13-1/2" WALL MOUNT HANGER
Thats, HF SKU 97534. Unfortunately its store only. I have poked around Amazon, Grainger and McMaster for something similar, is it just a name thing because I cannot seem to find one! Anyone with some ideas out there?

Thanks!
Anshu


----------



## Footer (Aug 25, 2011)

They do have a location over in Jersey, you could call and see if they have them. Its a bit of a trip, but I don't know anything else that has that type of load capacity.


----------



## derekleffew (Aug 25, 2011)

Something wrong with a 
3/4 in. x 12 in. Black Steel Nipple-584-120HC at The Home Depot 
screwed into a
3/4 in. Galvanized Malleable Iron Floor Flange-511-604HC at The Home Depot 
or similar?


----------



## MisterTim (Aug 26, 2011)

What I did: a 3' length of 2x6 with 3 8" long threaded rods with bolts countersunk in the back. Anchor that into the wall with 6 toggle bolts, and you're good to go. 3 of these a few feet apart vertically and that's how we store all our big cables. Paint the wood to match the wall if you're feeling stylish.

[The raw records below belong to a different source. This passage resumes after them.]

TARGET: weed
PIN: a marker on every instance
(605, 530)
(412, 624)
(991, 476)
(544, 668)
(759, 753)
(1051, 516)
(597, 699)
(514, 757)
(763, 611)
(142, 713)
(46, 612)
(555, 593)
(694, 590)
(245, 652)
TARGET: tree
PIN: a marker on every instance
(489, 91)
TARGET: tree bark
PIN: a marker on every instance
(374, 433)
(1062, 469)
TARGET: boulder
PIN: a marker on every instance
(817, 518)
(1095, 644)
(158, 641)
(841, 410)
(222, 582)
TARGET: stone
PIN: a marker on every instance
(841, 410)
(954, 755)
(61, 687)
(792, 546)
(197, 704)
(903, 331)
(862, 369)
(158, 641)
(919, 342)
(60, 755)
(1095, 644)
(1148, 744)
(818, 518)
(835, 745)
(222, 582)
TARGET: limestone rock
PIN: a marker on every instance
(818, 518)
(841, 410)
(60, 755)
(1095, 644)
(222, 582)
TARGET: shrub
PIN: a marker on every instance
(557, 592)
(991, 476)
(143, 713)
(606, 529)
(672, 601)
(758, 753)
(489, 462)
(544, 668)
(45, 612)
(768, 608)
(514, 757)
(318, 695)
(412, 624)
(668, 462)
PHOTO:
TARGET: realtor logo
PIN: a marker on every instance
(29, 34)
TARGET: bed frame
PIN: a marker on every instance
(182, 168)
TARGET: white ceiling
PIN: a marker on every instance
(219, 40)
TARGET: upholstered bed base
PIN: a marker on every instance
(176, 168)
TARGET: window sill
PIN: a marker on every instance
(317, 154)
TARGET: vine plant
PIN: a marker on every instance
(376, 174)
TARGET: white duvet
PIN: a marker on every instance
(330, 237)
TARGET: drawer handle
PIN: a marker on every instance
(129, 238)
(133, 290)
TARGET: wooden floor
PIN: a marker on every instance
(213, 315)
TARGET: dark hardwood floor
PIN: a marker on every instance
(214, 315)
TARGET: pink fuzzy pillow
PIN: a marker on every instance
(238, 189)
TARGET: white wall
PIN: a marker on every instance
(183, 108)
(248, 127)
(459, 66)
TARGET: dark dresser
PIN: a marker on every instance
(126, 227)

This was made with parts lying around the basement, so it was free; it may not be cost effective to do it this way as compared to the earlier link posted.


----------



## anshu (Aug 26, 2011)

I suppose the pipe and flange is the way to go! I really liked the slick finish, and the price of the HF unit....


----------



## FACTplayers (Aug 26, 2011)

Honestly, I would just run over to my local Fleet Farm or Menards or Lowes and pick up an aluminum hook that mounts on the wall. It will serve the same purpose, but you can get the locally.


----------



## derekleffew (Aug 26, 2011)

FACTplayers said:


> ...I would just run over to my local Fleet Farm or Menards or Lowes ...

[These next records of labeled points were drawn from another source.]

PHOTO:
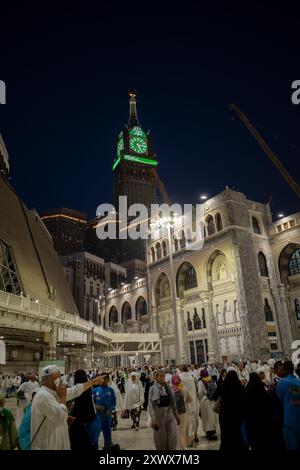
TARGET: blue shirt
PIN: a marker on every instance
(24, 429)
(288, 390)
(105, 396)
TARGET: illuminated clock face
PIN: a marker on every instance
(138, 145)
(120, 146)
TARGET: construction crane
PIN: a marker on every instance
(289, 179)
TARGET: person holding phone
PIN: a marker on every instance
(163, 413)
(49, 427)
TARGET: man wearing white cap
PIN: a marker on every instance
(49, 428)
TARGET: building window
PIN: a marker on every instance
(113, 317)
(268, 311)
(141, 308)
(197, 321)
(255, 225)
(262, 265)
(126, 312)
(294, 263)
(9, 277)
(189, 322)
(297, 309)
(164, 248)
(210, 225)
(218, 220)
(158, 250)
(182, 240)
(203, 318)
(192, 352)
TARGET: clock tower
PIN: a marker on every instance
(133, 162)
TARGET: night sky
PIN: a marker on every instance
(67, 73)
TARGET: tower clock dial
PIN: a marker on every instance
(138, 145)
(120, 147)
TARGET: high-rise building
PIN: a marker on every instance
(133, 176)
(134, 158)
(67, 228)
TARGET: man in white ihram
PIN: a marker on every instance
(49, 427)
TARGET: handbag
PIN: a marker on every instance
(125, 414)
(217, 405)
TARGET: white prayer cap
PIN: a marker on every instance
(49, 370)
(133, 374)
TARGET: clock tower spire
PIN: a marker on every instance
(133, 117)
(134, 159)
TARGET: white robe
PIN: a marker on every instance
(208, 416)
(189, 383)
(53, 433)
(134, 396)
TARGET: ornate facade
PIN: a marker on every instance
(238, 296)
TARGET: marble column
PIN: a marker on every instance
(210, 329)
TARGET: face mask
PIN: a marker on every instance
(57, 382)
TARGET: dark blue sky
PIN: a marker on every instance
(67, 74)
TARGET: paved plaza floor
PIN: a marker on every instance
(130, 439)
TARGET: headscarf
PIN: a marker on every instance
(133, 374)
(83, 408)
(176, 383)
(205, 378)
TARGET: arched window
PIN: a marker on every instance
(126, 312)
(203, 318)
(189, 236)
(218, 220)
(255, 225)
(112, 317)
(268, 311)
(182, 240)
(197, 321)
(297, 309)
(186, 278)
(152, 254)
(294, 263)
(189, 322)
(140, 307)
(210, 225)
(175, 244)
(158, 250)
(263, 268)
(165, 251)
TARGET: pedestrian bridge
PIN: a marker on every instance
(27, 321)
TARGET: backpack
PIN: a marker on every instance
(180, 405)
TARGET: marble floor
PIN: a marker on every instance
(130, 439)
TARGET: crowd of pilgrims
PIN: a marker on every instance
(252, 405)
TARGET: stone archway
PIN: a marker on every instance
(140, 308)
(186, 278)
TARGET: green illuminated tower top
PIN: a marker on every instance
(133, 176)
(133, 143)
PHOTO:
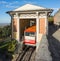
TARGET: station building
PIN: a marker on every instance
(27, 15)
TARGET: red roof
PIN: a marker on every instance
(31, 29)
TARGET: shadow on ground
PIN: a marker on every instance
(54, 44)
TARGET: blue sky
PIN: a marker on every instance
(7, 5)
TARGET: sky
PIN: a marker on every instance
(8, 5)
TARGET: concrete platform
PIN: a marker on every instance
(43, 53)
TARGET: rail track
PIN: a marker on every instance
(26, 54)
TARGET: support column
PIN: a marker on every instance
(37, 30)
(18, 28)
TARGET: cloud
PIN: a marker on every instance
(9, 4)
(30, 1)
(3, 2)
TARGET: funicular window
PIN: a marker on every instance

Pretty sure there aren't any Farm 'n' Fleet or Tractor Supply Co. in anshu's New York City. Might be able to find something at IKEA though.


----------



## FACTplayers (Aug 27, 2011)

derekleffew said:


> Pretty sure there aren't any Farm 'n' Fleet or Tractor Supply Co. in anshu's New York City. Might be able to find something at IKEA though.


 
Fail on NYC if I may say so. Fleet Farm has everything...


----------



## anshu (Aug 27, 2011)

Haha. Sadly not, I do miss my tool stores. For know its whatever I can get on grainger for the most part. Never heard of a fleet farm.....

I thought about hooks, but I am looking for something for spools of cable as well

Also, trusting something from Ikea to hold up weight?Dubious at best!


----------